Def: A ring $R$ is called prime ring if $I_{1}I_{2}\subseteq \{0\}$ for ideals $I_{i}$ then $I_{1}$ or $I_{2}$ is $\{0\}$.
Def: A left $R$-module $M$ is prime if $Ann_{R}(N)=Ann_{R}(M)$ for every nonzero zero left $R$-submodule $N$.
It is clear that $R$ is prime ring iff $aRb=\{0\}$ impies $a$ or $b$ is zero iff the annhilator of every nonzero left ideal is $\{0\}$ iff the annhilator of every nonzero right ideal is $\{0\}$.
If $R$ is a prime left $R\otimes_{\mathbb{Z}}R^{op}$ module then $R$ is a prime ring(we can consider elements $a\otimes 1$ to prove this property).
But I can not find any example that $R$ is a prime ring but not a prime left $R\otimes_{\mathbb{Z}}R^{op}$-module.
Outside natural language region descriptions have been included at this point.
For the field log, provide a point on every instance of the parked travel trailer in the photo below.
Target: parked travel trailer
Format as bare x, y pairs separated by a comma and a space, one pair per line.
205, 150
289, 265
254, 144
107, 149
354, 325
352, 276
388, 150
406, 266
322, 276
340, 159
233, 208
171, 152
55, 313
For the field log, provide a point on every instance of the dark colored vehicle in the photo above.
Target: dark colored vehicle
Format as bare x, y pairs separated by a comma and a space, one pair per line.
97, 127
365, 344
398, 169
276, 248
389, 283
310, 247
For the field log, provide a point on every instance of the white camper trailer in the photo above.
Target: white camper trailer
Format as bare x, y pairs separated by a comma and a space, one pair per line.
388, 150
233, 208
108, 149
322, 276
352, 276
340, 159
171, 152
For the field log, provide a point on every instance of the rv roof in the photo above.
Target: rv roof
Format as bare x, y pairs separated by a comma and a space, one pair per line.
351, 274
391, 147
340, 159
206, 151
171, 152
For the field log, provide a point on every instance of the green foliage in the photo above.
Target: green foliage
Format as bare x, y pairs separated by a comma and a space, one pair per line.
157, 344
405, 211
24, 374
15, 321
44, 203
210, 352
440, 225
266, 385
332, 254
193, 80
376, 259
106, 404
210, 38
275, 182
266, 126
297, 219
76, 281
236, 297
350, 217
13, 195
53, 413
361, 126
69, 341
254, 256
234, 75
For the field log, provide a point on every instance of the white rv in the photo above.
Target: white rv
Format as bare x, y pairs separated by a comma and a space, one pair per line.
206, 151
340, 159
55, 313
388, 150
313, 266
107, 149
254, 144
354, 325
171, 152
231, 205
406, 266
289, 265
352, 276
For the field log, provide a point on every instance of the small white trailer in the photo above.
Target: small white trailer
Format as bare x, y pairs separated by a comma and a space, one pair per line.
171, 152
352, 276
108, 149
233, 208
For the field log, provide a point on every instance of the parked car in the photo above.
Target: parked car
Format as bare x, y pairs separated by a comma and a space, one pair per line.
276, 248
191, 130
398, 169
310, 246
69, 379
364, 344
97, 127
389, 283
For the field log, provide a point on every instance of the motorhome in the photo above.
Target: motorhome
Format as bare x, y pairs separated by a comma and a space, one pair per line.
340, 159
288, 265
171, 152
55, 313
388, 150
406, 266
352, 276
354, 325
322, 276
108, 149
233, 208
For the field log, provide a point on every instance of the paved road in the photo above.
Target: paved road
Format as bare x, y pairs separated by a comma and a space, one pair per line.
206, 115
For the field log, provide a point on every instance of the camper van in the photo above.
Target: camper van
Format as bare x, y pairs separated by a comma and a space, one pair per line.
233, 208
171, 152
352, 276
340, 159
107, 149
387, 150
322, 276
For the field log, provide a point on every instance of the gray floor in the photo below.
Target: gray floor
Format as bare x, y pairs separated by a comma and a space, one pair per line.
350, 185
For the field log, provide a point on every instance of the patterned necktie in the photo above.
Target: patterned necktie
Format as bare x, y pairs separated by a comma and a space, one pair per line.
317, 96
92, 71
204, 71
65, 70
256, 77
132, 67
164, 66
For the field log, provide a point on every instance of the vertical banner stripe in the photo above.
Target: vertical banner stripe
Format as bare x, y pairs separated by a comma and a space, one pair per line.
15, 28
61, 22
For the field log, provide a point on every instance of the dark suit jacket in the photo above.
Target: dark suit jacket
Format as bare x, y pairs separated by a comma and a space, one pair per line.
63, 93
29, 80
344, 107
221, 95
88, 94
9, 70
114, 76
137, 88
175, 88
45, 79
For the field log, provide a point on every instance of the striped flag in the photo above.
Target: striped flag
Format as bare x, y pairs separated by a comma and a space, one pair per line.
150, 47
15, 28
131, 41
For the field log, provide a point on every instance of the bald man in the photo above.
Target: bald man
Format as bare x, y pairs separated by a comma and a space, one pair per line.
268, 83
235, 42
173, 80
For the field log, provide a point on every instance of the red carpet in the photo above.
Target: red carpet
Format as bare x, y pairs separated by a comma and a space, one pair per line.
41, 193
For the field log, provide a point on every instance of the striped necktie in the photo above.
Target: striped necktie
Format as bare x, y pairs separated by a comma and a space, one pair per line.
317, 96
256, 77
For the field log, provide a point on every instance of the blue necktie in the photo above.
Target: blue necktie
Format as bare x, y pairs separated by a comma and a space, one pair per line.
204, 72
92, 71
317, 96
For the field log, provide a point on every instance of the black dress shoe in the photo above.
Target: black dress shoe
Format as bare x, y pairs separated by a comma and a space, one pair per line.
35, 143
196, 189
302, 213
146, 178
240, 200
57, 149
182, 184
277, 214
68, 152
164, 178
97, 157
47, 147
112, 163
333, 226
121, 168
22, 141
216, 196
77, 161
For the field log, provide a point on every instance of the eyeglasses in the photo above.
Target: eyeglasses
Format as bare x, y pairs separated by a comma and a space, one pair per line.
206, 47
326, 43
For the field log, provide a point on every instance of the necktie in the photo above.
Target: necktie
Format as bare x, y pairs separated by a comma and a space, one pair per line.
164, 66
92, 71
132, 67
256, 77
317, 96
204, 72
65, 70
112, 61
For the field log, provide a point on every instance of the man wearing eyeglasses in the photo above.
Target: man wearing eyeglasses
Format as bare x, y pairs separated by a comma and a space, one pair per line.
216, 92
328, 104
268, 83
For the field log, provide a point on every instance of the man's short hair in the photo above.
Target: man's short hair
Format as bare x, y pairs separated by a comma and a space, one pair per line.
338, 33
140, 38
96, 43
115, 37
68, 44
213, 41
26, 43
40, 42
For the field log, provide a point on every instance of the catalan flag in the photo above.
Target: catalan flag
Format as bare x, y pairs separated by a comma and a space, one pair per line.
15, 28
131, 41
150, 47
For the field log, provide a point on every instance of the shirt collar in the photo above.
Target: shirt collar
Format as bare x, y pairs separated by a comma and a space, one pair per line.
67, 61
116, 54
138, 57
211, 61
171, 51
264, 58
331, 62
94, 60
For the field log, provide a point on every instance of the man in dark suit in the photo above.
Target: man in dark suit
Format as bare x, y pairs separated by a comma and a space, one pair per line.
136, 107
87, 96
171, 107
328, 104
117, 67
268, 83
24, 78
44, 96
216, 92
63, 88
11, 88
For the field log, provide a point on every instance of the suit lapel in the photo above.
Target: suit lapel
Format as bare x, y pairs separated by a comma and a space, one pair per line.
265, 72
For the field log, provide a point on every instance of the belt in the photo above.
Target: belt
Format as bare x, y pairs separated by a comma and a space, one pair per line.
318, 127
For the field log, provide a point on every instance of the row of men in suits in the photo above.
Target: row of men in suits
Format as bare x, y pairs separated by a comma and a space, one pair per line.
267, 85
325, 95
The most difficult part of this question is that we need to find a nonzero ideal $I$ and $\sum\limits_{i=1}^{n}a\otimes b$ such that $\sum\limits_{i=1}^{n}atb=0$ for every $t\in I$ and $\sum\limits_{i=1}^{n}arb\neq 0$ for some $r \in R$.
Is every prime ring a prime left $R\otimes_{\mathbb{Z}}R^{op}$-module?